Может показаться странным, что из двенадцати наспех прихороненных трупов за столько лет обнаружили только один, но это как раз дело житейское. Кольцов рассказал, что заранее изучал пригородные лесопарки и намечал укромные уголки, которых у нас, слава богу, в избытке. Даже здесь, в большом дачном поселке, в хоженом-перехоженом домашнем лесочке, не надо долго искать подходящую траншею, расщелину, воронку от снаряда или болотце. Кинул тело, забросал ветками и листьями, и все. И не найдут, потому что искать не будут. В лес ходят за грибами и ягодами, а рыться в земле никому не надо. А если заметят вдруг что-то подозрительное, то восемь из десяти предпочтут сделать вид, что им просто померещилось, потому что черт его знает, сообщишь в милицию и сам первым подозреваемым и окажешься. Потом, может, правда и восторжествует, но слушок пройдет, на работе начнут на тебя коситься, и в той же милиции запомнят, что живет на свете такой гражданин Иванов, который то ли сам украл, то ли у него украли, в общем, была там неприятная история. Нет, лучше мимо пройти.

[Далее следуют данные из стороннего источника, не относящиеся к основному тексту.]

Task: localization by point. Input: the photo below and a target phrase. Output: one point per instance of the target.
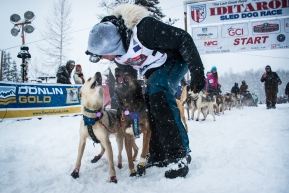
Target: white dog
(201, 102)
(98, 125)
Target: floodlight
(15, 18)
(28, 15)
(15, 31)
(28, 28)
(26, 48)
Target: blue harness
(89, 122)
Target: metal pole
(22, 66)
(186, 29)
(22, 36)
(1, 65)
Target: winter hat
(104, 39)
(214, 68)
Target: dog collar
(92, 111)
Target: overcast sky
(84, 16)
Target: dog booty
(178, 169)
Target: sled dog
(98, 125)
(134, 116)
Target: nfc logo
(211, 43)
(235, 32)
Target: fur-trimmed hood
(130, 13)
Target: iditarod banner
(242, 37)
(210, 12)
(240, 26)
(26, 100)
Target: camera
(94, 58)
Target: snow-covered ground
(242, 151)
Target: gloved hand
(197, 85)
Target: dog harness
(89, 122)
(140, 57)
(134, 116)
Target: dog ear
(98, 78)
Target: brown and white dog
(181, 107)
(228, 99)
(98, 125)
(219, 106)
(134, 116)
(201, 103)
(190, 103)
(238, 101)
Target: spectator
(287, 91)
(272, 81)
(78, 75)
(235, 89)
(212, 83)
(243, 88)
(64, 72)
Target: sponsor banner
(236, 10)
(237, 37)
(37, 100)
(25, 100)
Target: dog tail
(184, 94)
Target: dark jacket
(63, 73)
(235, 89)
(271, 80)
(243, 88)
(287, 89)
(159, 36)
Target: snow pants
(169, 138)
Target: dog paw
(95, 159)
(141, 170)
(75, 173)
(113, 179)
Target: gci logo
(211, 43)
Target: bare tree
(57, 33)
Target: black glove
(198, 84)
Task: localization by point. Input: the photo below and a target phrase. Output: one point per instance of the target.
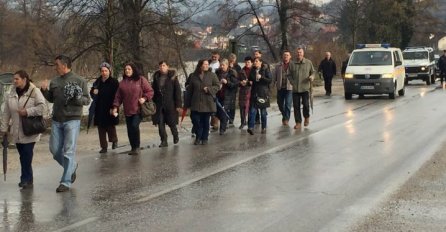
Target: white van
(420, 64)
(375, 69)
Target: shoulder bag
(35, 124)
(148, 108)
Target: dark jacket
(104, 101)
(300, 75)
(245, 91)
(227, 95)
(166, 98)
(63, 109)
(328, 68)
(199, 100)
(260, 88)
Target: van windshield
(415, 55)
(371, 58)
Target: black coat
(227, 95)
(245, 91)
(104, 101)
(167, 98)
(328, 68)
(260, 88)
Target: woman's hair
(23, 74)
(257, 58)
(224, 61)
(198, 68)
(136, 73)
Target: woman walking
(167, 97)
(245, 91)
(104, 91)
(25, 100)
(203, 85)
(259, 79)
(227, 94)
(132, 92)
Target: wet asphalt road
(322, 178)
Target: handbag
(148, 108)
(35, 124)
(262, 102)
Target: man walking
(284, 87)
(301, 77)
(328, 69)
(68, 93)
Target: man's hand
(22, 112)
(44, 84)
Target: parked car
(419, 64)
(375, 69)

…Проснулся Володя, позвал маму, Ирина подхватила его на ручки и будто очнулась от тяжелого сна, вынырнула в свою жизнь, такую радостную и теплую. И такую хрупкую… Как ни оберегай свой мирок, а есть силы, против которых не защитишься и которые не предупреждают об атаке, нападают внезапно. Но единственный способ противостоять им – это ценить каждую счастливую секунду, что отмерила тебе судьба.

– Сюсю. Пене. Тяй! – сказал Володя сурово, и Ирина повела его вниз, умываться и пить чай с сушками и печеньем, каковое занятие сын очень уважал после дневного сна.

Ирина полагала, что урок шахмат давно закончен, но мама с Егором все еще сидели за доской, а Гортензия Андреевна, закончив шапочку, уже вывязывала ей в тон крошечные пинетки.

Все были так увлечены своими делами, что не обратили на вошедших никакого внимания, и Ирина с Володей тихонько пробрались в кухню.

Посаженный в детский стул Володя увлеченно катал машинку по столешнице, печенье, купленное в лавочке на станции, уютно пахло молоком, а дождь все лил, и тучи все прибывали, раньше времени погружая дачный поселок в сумерки, и, кажется, сквозь шум закипающего чайника Ирина расслышала вдалеке раскаты грома.

В сердце вдруг воцарилось какое-то древнее первобытное чувство, будто она укрылась в пещере со своим племенем и пережидает разгул стихий. Воет ветер, бегают мамонты, а у них вход надежно укрыт камнем, горит, потрескивая, костер, и ничего плохого не может случиться. По крайней мере прямо сейчас. А что будет завтра, о том пока нечего беспокоиться.

«Надо научиться, входя, заваливать свою пещеру камнем, чтобы никакие чудовища не могли проскочить внутрь, – улыбнулась Ирина, – раз уж мне выпала судьба иметь дело с человеческим злом и человеческим горем, которое это зло причиняет, надо хотя бы в свой дом его не впускать. Не проваливаться, сидя рядом с маленьким сыном, в омут чужих страданий… Впрочем, это утопические мечты, часть мозга все равно занята рабочими проблемами, а если я усядусь в председательское кресло, то работа будет покидать меня только во сне, да и то, наверное, станут являться приговоры, как Менделееву – таблица».